Mark Addy as Harry and Johnny Flynn as Mooney (Photo by Ahron R. Foster)
Was the last hanged man truly innocent and is this menacing Mooney the real killer?  Where’s daughter Shirley gone?

Act 2 opens with Syd fanning the flames of fear. The police are called in when Shirley does not return, and the young reporter Harry had treated so rudely in the first act comes in to assist in finding the girl.  In return for a newspaper story about Shirley, he gets all those numbers he wanted. Connections, relationships, false or misleading, confuse us all as the tension mounts with everyone wondering where’s Shirley?  Mooney returns and …. No, I cannot tell you that.  Suffice to say that all the stops are pulled out in Act 2, with another rope, another noose, lightning (courtesy Joshua Carr, lighting designer), thunder, and another hanging question.

Hangmen is oddly lacking in blood (my first McDonagh was The Lieutenant of Inishman, which was the bloodiest play I’d ever seen) and may not be McDonagh’s best, but this mystery thriller is a roller coaster ride of a good evening in the theatre.

~ Molly Matera, signing off to watch In Bruges.

Molly is Musing .... a 2018 update


2018 has been a tough year for Molly so far.  January brought a death, as January is wont to do.  My eldest cousin — firstborn of my generation as well as first to die.  He comes to mind frequently.  There is always much to talk to him about.  Maybe he’s listening somewhere, but we’ll never know until it’s too late to blog about.  My personal fantasy is that he has joined family members who preceded him to a golf course somewhere (at least two foursomes hovering about), from which exercise they return “home” where my Nana is eager to feed them.  It’s a choice.

Update on Cats:  Millie lost a few teeth to the dentist, but otherwise my little three-some is well. 
Wilbur
 
Chick and Millie watching ....

Little Grey

Little Grey escaped her former captor and insists on living free so long as I feed her twice a day.  She claimed my garden and chased away a big black cat in the warm weather, but they are now buddies, sharing food and lodgings.  Of late there’s a third DSH daily, and an occasional visit from a mixed breed who appears to be part Siamese.  Later in the evening there had been an opossum, but most recently there are two young raccoons.  The opossum always walked or ran off in a different direction from the cats, but the raccoons seem to be sharing the same squat as Little Grey and her feline friends.  What next, this human wonders.  The animals are all getting along fine.  Humans, on the other hand….

2018 is not fun.
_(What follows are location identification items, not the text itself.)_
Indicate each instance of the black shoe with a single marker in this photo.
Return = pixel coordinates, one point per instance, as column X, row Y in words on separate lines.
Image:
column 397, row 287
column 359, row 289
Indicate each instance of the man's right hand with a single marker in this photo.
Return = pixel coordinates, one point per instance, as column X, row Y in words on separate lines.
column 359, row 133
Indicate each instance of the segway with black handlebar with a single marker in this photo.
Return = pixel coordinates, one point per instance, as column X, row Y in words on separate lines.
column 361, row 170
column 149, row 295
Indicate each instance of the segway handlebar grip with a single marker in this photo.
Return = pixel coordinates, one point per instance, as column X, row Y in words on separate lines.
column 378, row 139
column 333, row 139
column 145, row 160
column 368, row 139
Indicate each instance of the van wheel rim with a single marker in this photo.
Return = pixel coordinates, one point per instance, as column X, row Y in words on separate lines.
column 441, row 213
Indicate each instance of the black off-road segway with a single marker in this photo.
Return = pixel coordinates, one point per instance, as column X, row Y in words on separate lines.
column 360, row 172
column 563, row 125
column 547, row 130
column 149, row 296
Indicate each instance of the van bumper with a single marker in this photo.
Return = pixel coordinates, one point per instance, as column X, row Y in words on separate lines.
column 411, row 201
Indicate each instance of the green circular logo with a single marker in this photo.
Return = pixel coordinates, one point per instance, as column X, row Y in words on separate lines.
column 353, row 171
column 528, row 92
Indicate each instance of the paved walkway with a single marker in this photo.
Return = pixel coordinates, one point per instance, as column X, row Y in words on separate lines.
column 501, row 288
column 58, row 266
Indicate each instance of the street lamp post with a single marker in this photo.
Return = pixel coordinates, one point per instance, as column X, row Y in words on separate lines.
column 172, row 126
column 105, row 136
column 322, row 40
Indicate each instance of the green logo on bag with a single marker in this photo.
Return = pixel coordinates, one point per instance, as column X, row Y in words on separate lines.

And I’m not even thinking about politics!  Perhaps it’s because Spring refuses to actually Spring but rather hide away from these chilly days.  
 
barely budding


My job, which is a very good job, is nonetheless trying to kill me.  I keep trying to get rid of things at home so that my “heirs” will only inherit good things, not clutter.  I’ve barely written a word since my last post here in early March, until last night when I went to my local for a couple pints.  Thus inspired, I scribbled based on barely legible scratches and kept going from memory of the theatre I’ve seen this year.  Little by little, bit by bit, I’ll post Molly’s musings on those.

~ Molly Matera, signing off to talk theatre.